2020 Indian film by Sridhar Venkatesan

Yen Peyar Anandhan is a 2020 Tamil language thriller film directed by Sridhar Venkatesan and starring Santhosh Prathap and Athulya Ravi in the lead roles. It was released on 27 November 2020.

== Cast ==
- Santhosh Prathap as Sathya
- Athulya Ravi as Savithri
- Arun Asthma as Anandhan
- Deepak Paramesh as Anwar
- Aravind Rajagopal as Parthiban
- Arun Ragav as Iyarkai
- Teejay Karthi as Karthi
- Divya as Charulatha
- Madhan as the narrator

== Production ==
Sridhar Venkatesan had previously made the Sithiram Kolluthadi segment in the anthology film, 6 Athiyayam (2018). Santhosh Prathap and Deepak Paramesh were cast in the lead roles, while Athulya Ravi signed on to play the lead female role in early 2018.

In November 2020, the makers spoke out against Athulya for refusing to promote the film.

== Release and reception ==
Before its theatrical release, the film was selected to be a part of the Sardar Vallabhbhai Patel International Film Festival.
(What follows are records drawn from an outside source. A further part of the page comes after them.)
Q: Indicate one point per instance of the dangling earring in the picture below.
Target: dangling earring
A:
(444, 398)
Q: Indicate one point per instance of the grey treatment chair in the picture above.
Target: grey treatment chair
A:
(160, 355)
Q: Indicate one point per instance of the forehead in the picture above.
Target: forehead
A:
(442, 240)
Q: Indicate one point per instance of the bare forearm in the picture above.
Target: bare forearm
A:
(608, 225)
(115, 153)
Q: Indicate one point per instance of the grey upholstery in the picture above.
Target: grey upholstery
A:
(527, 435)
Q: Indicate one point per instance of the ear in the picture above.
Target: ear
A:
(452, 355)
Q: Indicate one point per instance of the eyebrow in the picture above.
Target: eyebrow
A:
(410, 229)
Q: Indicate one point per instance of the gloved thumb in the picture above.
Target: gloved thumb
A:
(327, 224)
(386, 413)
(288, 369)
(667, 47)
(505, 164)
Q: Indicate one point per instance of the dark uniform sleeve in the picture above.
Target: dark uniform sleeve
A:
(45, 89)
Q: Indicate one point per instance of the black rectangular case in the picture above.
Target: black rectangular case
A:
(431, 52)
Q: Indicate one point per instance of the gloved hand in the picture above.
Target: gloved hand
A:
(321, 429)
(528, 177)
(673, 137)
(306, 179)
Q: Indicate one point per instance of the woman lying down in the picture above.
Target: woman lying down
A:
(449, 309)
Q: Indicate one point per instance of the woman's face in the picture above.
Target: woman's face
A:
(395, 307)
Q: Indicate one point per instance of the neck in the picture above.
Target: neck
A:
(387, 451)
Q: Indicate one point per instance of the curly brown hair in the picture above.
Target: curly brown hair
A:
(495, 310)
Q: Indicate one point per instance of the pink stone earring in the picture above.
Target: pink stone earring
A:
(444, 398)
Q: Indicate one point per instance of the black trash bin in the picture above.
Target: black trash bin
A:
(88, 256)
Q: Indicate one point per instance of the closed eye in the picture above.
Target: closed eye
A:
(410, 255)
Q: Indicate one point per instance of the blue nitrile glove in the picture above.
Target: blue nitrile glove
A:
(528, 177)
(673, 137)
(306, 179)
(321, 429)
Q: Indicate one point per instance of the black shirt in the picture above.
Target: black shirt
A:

The film was released on 27 November 2020. The Times of India gave the film two-and-a-half out of five stars, noting "even if we don't have to buy into the film's ideas, the earnestness with which it goes about its work kind of makes us look upon it a bit more favorably". Maalaimalar gave the film a middling review concluding that its premise was unclear.